1. something or someone that helps protect from harm,

2. the protective metal parts at the front and back of a train or at the end of a track, that reduce damage if the train hits something,

3. a chemical that keeps a liquid from becoming more or less acidic

…or in this case, none of the above, because I’m referring to network buffers.

For a long time, larger and larger network buffers have been creeping into network equipment, with many equipment vendors telling us big buffers are necessary (and charging us handsomely for them), and various queue management strategies being developed over the years.

Now, with storage networks and clustering moving from specialised platforms such as fibre channel and infiniband to using ethernet and IP, and the transition to distributed clustering (aka “The cloud”), this wisdom is being challenged, not just by researchers, but operators and even equipment manufacturers.

The fact is, in lots of cases, it can often be better to let the higher level protocols in the end stations deal with network congestion rather than introduce variable congestion due to deep buffering and badly configured queueing in the network which attempts to mask the problem and confuses the congestion control behaviours built into the protocols.

So, it was interesting to find two articles in the same day with this as one of the themes.

Firstly, I was at the UKNOF meeting in London, where one of the talks was from a research working on the BufferBloat project, which is approaching the problem from the CPE end – looking at the affordable mass-market home router, or more specifically the software which runs on them and the buffer management therein.
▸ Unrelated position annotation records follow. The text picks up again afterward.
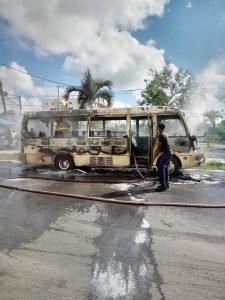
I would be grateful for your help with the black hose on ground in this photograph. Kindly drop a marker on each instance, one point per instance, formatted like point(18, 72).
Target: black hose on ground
point(108, 200)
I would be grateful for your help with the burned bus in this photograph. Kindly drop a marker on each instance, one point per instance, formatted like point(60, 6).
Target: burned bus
point(106, 137)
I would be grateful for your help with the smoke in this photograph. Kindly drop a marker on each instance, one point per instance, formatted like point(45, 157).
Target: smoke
point(208, 93)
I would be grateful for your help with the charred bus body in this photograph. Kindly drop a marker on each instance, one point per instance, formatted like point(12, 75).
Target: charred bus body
point(106, 137)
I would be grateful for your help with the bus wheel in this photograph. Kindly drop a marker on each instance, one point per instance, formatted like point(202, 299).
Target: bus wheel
point(174, 166)
point(64, 162)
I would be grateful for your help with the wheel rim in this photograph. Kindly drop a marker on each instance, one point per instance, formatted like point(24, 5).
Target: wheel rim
point(64, 164)
point(171, 167)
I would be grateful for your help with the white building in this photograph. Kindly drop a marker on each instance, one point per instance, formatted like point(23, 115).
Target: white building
point(59, 104)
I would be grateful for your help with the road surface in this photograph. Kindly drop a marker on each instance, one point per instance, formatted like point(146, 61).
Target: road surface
point(58, 248)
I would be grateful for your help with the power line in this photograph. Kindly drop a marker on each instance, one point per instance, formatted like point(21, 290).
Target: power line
point(128, 91)
point(35, 76)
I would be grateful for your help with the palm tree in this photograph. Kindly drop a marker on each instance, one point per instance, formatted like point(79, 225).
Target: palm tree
point(92, 90)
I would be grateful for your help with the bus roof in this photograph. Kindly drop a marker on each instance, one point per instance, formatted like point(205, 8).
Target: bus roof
point(113, 111)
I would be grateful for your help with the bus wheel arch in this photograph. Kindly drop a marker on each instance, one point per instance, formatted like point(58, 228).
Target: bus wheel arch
point(64, 161)
point(175, 165)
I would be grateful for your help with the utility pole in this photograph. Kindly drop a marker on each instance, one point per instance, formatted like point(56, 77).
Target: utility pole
point(20, 104)
point(3, 98)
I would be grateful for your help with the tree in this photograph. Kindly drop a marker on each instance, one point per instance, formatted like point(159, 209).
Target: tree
point(92, 90)
point(212, 116)
point(167, 87)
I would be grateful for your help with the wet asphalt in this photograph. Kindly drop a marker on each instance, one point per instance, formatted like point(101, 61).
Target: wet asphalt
point(53, 247)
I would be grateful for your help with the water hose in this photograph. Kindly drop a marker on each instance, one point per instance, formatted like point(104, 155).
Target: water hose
point(107, 200)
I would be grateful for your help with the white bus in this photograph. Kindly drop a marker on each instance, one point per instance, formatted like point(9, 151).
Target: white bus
point(106, 137)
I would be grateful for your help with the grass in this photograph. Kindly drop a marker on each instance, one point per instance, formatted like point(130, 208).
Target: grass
point(213, 165)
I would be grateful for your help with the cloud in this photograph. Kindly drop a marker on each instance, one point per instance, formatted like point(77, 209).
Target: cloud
point(94, 34)
point(210, 83)
point(17, 83)
point(189, 4)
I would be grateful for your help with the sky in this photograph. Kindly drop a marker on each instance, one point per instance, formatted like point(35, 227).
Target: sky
point(120, 40)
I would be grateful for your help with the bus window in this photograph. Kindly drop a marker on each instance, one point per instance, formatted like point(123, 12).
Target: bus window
point(39, 128)
point(79, 127)
point(174, 126)
point(110, 127)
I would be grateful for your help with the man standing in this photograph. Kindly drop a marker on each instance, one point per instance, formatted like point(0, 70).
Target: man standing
point(164, 163)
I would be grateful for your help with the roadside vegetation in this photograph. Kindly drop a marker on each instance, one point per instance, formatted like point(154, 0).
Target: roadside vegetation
point(214, 165)
point(92, 92)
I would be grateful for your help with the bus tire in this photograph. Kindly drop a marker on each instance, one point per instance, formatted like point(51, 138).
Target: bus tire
point(64, 162)
point(174, 165)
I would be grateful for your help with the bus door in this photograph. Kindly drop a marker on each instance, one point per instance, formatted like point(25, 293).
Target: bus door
point(141, 138)
point(175, 128)
point(61, 132)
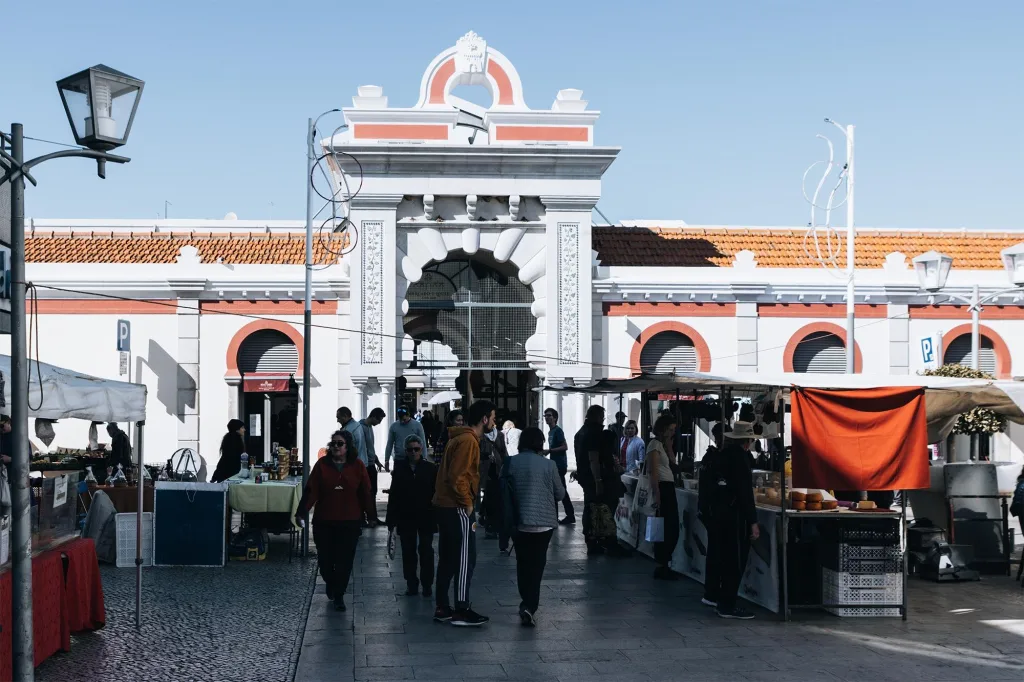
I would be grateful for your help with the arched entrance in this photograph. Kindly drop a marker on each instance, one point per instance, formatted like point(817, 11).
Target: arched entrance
point(267, 360)
point(470, 317)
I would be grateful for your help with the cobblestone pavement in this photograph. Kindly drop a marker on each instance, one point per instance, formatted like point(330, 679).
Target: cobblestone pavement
point(606, 620)
point(243, 622)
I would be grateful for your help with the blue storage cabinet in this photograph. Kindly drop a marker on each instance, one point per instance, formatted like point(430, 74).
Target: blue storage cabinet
point(189, 522)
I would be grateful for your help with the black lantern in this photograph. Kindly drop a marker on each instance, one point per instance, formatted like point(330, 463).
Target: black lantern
point(100, 103)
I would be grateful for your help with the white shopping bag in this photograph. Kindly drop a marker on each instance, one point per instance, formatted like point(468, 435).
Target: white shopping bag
point(655, 529)
point(643, 499)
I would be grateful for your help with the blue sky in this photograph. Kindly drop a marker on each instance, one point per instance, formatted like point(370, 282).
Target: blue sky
point(715, 104)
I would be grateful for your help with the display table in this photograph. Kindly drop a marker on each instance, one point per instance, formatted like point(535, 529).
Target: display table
point(765, 567)
point(124, 499)
point(271, 497)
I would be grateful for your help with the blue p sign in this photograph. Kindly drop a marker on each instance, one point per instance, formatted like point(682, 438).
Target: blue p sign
point(927, 350)
point(124, 336)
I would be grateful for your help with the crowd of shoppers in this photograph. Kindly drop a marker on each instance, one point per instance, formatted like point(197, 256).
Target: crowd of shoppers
point(512, 480)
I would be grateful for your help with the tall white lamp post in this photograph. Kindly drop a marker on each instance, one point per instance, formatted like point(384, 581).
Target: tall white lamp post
point(933, 269)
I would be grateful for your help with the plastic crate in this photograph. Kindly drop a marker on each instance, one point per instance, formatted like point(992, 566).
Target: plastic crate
point(860, 592)
point(126, 540)
point(869, 559)
point(868, 531)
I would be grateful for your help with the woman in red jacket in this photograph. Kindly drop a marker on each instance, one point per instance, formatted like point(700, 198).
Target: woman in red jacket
point(340, 494)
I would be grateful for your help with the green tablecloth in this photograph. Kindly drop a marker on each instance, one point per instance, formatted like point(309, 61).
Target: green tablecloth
point(279, 496)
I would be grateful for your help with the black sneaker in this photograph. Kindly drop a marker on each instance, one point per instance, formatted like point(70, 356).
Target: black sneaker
point(468, 619)
point(736, 612)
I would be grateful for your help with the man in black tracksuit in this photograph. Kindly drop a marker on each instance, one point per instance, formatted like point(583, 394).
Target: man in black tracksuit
point(411, 510)
point(734, 520)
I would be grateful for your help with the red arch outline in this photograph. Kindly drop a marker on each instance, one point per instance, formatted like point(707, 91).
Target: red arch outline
point(1004, 364)
point(704, 353)
point(439, 80)
point(231, 361)
point(815, 328)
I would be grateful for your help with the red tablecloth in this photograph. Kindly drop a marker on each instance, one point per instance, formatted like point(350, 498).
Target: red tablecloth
point(58, 607)
point(49, 611)
point(85, 589)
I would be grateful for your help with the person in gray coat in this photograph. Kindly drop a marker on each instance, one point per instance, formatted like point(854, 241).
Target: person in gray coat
point(531, 488)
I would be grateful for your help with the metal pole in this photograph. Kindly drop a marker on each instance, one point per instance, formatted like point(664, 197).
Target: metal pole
point(140, 482)
point(975, 354)
point(307, 321)
point(23, 646)
point(851, 343)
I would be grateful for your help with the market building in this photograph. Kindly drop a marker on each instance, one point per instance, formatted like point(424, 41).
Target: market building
point(470, 261)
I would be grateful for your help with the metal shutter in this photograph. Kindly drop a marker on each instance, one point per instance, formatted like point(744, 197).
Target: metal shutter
point(669, 351)
point(268, 352)
point(820, 353)
point(958, 352)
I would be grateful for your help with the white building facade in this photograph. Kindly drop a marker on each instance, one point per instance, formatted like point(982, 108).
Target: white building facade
point(469, 262)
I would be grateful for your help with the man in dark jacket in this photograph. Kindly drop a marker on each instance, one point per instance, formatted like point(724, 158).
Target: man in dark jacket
point(410, 509)
point(120, 449)
point(734, 519)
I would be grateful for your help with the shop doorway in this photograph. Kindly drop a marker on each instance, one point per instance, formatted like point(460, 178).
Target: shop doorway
point(268, 360)
point(473, 314)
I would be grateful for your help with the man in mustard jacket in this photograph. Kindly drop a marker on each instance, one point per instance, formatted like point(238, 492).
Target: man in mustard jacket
point(455, 498)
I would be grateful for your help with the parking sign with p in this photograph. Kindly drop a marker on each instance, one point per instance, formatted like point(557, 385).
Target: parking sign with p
point(124, 336)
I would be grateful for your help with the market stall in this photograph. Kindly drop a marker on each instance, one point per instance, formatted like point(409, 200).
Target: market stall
point(67, 592)
point(853, 553)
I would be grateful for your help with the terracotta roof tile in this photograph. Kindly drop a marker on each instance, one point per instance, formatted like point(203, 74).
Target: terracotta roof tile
point(704, 247)
point(286, 249)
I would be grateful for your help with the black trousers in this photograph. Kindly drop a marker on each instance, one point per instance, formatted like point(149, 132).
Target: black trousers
point(336, 543)
point(417, 541)
point(713, 563)
point(530, 557)
point(670, 512)
point(566, 503)
point(732, 538)
point(456, 555)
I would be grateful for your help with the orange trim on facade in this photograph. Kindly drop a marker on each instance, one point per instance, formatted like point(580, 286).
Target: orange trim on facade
point(817, 328)
point(267, 307)
point(819, 310)
point(503, 81)
point(105, 307)
point(962, 312)
point(670, 309)
point(231, 361)
point(704, 353)
point(439, 82)
point(542, 133)
point(398, 131)
point(1004, 364)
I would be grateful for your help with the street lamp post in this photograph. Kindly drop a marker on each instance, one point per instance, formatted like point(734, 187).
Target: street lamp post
point(933, 270)
point(100, 104)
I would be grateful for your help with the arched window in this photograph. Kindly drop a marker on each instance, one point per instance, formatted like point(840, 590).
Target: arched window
point(958, 352)
point(820, 352)
point(669, 351)
point(268, 351)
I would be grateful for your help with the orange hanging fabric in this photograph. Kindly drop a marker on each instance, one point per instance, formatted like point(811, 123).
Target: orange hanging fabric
point(870, 439)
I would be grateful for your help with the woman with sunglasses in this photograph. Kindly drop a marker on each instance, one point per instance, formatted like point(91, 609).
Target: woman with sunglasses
point(340, 494)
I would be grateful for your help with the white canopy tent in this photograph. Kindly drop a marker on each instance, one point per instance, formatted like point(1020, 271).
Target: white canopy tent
point(55, 392)
point(945, 398)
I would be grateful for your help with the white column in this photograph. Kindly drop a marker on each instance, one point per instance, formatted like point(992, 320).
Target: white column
point(188, 374)
point(747, 336)
point(899, 338)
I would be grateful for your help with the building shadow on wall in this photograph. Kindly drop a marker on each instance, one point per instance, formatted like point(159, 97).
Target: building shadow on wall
point(645, 247)
point(175, 389)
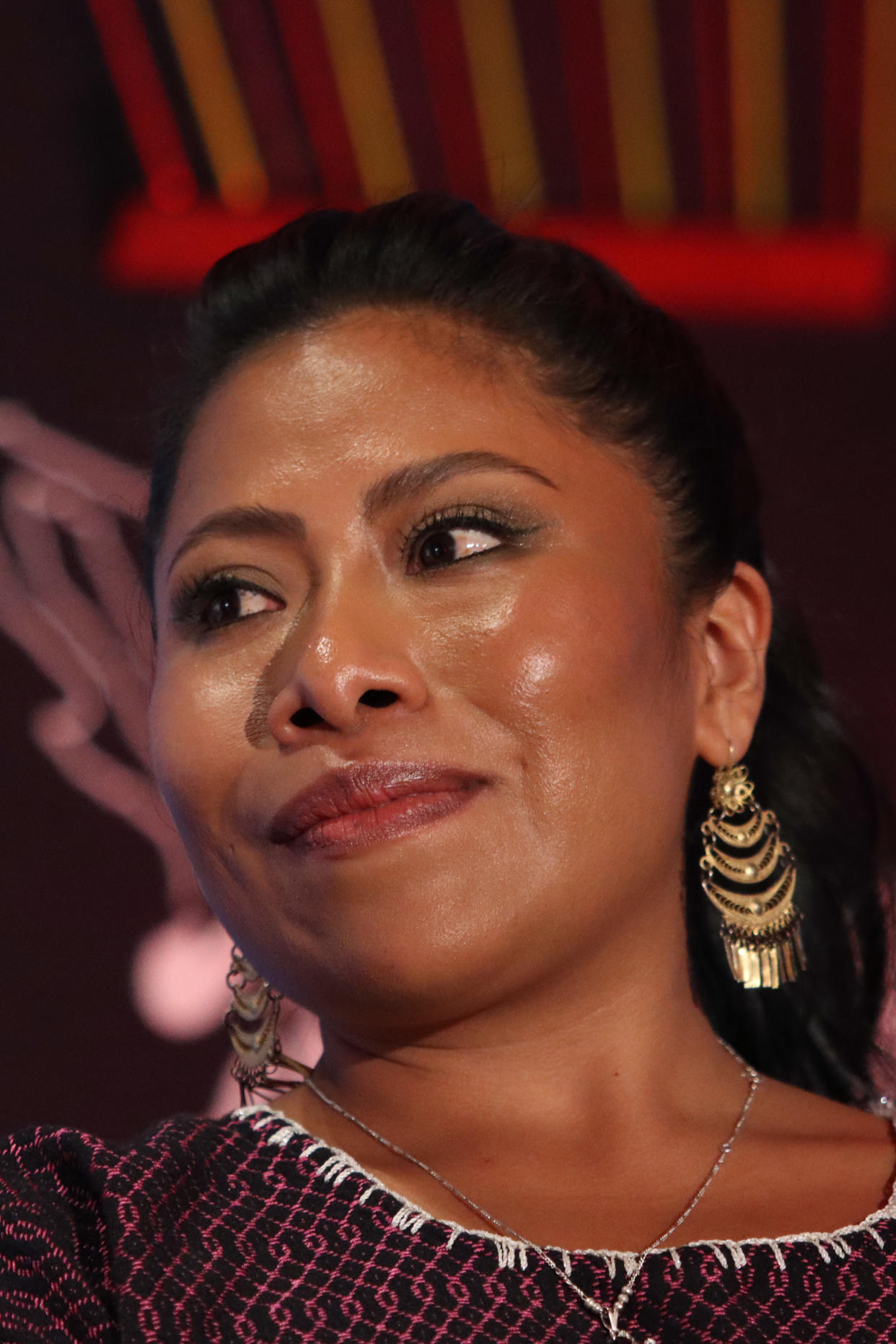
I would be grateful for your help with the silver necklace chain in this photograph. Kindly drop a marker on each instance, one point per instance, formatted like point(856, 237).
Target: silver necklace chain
point(609, 1316)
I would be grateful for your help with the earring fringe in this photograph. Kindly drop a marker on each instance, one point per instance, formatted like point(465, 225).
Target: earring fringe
point(252, 1023)
point(750, 877)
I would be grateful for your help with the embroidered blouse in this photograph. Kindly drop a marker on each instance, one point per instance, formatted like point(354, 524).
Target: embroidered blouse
point(247, 1229)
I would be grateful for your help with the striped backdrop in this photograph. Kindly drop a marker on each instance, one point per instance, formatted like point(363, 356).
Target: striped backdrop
point(754, 110)
point(699, 131)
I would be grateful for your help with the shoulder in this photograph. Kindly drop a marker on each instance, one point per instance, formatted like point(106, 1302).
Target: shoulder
point(70, 1202)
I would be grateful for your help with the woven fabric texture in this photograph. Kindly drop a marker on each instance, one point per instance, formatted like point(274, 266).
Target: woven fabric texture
point(246, 1229)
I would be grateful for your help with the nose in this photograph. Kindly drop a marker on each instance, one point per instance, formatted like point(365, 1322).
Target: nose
point(352, 666)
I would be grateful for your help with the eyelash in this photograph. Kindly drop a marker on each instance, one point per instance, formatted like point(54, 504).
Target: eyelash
point(475, 517)
point(191, 602)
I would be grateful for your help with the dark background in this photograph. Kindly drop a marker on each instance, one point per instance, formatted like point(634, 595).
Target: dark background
point(78, 887)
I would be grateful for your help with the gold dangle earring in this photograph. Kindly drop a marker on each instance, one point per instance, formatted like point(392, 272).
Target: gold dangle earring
point(252, 1024)
point(750, 877)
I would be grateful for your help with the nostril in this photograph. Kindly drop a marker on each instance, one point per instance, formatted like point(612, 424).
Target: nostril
point(307, 718)
point(378, 699)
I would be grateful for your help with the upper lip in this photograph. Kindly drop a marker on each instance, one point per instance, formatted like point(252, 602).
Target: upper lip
point(366, 785)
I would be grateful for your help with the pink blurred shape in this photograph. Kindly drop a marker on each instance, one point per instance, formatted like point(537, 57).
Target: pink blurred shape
point(90, 636)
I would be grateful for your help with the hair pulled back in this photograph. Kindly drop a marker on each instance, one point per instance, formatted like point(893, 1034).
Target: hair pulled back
point(623, 370)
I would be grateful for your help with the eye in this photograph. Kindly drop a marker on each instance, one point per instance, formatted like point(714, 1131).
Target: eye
point(222, 599)
point(235, 604)
point(447, 545)
point(457, 535)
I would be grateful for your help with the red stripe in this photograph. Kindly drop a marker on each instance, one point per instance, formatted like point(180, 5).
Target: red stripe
point(584, 62)
point(713, 105)
point(449, 77)
point(397, 27)
point(539, 35)
point(254, 51)
point(799, 274)
point(716, 273)
point(843, 107)
point(171, 182)
point(309, 62)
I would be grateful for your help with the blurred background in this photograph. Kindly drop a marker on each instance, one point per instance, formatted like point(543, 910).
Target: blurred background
point(737, 159)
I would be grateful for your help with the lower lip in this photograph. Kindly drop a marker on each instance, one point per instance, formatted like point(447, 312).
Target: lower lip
point(355, 831)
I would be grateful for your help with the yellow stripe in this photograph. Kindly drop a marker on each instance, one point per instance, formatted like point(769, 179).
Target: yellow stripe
point(501, 102)
point(367, 97)
point(214, 93)
point(638, 109)
point(877, 193)
point(758, 110)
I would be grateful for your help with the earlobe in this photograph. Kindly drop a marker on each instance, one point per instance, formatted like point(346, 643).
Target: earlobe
point(734, 636)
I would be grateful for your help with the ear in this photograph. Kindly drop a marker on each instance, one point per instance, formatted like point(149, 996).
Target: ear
point(732, 638)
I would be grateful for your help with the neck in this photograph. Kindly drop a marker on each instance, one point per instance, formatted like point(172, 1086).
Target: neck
point(587, 1055)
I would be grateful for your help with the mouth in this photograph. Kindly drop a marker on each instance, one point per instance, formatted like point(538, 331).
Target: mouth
point(348, 809)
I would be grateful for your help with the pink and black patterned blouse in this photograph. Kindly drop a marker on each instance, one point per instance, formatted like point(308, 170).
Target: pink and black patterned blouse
point(247, 1229)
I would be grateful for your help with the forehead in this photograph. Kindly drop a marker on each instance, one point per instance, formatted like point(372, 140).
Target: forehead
point(320, 416)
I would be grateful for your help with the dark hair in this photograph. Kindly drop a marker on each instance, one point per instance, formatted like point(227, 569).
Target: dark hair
point(626, 370)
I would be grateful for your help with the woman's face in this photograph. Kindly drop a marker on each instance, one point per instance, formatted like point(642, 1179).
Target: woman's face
point(389, 555)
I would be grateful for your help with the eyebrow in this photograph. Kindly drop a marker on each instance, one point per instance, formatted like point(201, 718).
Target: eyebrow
point(400, 486)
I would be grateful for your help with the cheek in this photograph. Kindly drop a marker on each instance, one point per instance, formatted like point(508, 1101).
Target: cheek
point(584, 688)
point(199, 718)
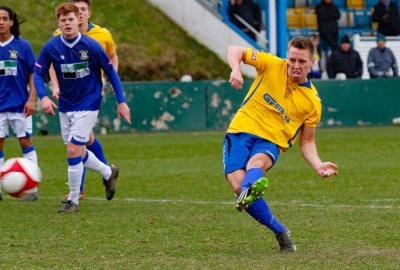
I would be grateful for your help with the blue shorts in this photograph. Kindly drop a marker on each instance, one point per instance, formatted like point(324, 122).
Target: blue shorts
point(240, 147)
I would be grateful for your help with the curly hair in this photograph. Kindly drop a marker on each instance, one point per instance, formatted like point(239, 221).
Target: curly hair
point(13, 17)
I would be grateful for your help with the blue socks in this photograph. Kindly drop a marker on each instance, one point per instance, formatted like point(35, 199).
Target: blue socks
point(97, 150)
point(252, 175)
point(260, 211)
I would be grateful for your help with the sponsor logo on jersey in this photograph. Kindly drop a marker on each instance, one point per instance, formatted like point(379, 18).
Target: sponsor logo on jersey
point(8, 68)
point(277, 107)
point(253, 54)
point(13, 54)
point(75, 71)
point(84, 55)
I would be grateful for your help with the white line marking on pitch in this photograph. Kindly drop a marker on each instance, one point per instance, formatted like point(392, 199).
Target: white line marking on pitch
point(328, 204)
point(270, 202)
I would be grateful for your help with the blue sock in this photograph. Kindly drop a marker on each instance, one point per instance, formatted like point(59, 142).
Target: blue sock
point(260, 211)
point(97, 150)
point(82, 187)
point(252, 175)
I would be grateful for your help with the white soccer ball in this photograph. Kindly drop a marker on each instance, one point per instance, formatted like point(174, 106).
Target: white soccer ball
point(20, 176)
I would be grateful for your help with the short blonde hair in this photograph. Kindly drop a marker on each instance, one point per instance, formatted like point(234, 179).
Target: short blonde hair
point(66, 8)
point(302, 43)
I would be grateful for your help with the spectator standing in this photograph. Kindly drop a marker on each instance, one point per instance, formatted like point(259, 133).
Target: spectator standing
point(248, 11)
point(327, 17)
point(381, 61)
point(386, 14)
point(345, 60)
point(316, 70)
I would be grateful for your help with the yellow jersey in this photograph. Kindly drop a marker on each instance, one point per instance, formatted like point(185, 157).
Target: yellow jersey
point(275, 108)
point(101, 35)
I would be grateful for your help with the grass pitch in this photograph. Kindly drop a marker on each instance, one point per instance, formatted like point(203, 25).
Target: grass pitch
point(174, 210)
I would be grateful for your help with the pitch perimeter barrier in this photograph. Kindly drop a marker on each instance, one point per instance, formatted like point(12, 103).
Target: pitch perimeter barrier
point(210, 105)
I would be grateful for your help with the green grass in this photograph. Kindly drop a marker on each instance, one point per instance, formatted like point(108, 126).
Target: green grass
point(174, 210)
point(150, 45)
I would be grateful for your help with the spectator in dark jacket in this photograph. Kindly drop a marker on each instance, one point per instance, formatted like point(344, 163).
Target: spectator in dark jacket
point(386, 14)
point(249, 12)
point(345, 60)
point(327, 16)
point(381, 61)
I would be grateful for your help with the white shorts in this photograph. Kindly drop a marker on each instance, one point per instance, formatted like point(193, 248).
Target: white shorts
point(20, 124)
point(77, 126)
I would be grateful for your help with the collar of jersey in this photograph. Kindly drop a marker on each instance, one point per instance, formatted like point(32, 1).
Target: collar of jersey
point(90, 26)
point(71, 43)
point(3, 44)
point(307, 83)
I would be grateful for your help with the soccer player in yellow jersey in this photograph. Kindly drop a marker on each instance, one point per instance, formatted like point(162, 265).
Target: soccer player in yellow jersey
point(281, 104)
point(104, 37)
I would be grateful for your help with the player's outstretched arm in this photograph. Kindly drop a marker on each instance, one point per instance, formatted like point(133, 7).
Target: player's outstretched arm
point(235, 55)
point(29, 107)
point(309, 151)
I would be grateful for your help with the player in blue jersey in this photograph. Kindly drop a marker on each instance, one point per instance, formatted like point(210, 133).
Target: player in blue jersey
point(104, 37)
point(280, 104)
point(17, 105)
point(78, 62)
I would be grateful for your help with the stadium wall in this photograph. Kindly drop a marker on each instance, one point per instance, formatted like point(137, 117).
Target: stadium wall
point(210, 105)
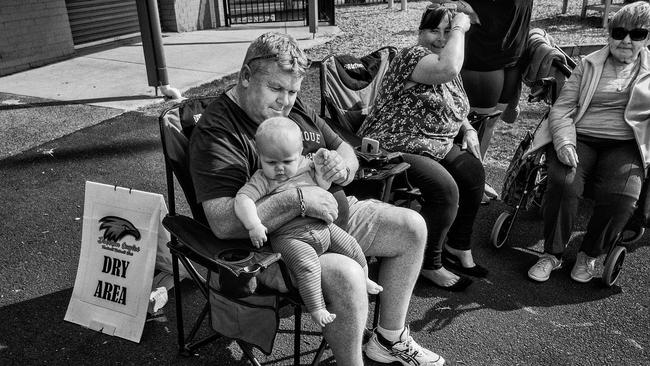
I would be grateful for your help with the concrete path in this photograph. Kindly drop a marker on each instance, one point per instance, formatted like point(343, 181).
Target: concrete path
point(52, 101)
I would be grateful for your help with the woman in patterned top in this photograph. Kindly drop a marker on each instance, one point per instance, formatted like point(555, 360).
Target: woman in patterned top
point(419, 110)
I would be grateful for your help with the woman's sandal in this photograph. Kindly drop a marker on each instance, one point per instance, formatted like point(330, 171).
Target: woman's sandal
point(460, 285)
point(452, 262)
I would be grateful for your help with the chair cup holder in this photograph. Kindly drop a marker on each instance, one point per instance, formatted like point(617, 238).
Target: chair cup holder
point(239, 278)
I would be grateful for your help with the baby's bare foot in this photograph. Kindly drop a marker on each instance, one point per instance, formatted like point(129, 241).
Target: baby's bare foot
point(373, 287)
point(441, 277)
point(322, 317)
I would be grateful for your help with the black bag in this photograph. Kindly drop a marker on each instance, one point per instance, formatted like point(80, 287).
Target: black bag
point(252, 319)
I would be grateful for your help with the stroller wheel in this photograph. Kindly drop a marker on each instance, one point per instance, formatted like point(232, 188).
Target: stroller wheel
point(501, 229)
point(634, 235)
point(613, 265)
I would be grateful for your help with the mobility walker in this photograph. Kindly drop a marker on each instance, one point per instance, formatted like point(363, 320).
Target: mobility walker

Second thing I came across was a great blog post from technology blogger Greg Ferro’s Ethereal Mind – on his visit to innovative UK ethernet fabric switch startup Gnodal – who are doing some seriously cool stuff which removes buffer bloat from the network (as well as some other original ethernet fabric tech), which is really important for the data centre networking market with it’s latency and jitter sensitivity, which Gnodal are aiming at.

(Yes, I’m as excited as Greg about what the Gnodal guys are up to, as it’s really breaking the mould, and being developed in the UK, of course I’m likely to be a bit biased!)

Is the writing on the wall for super-deep buffers?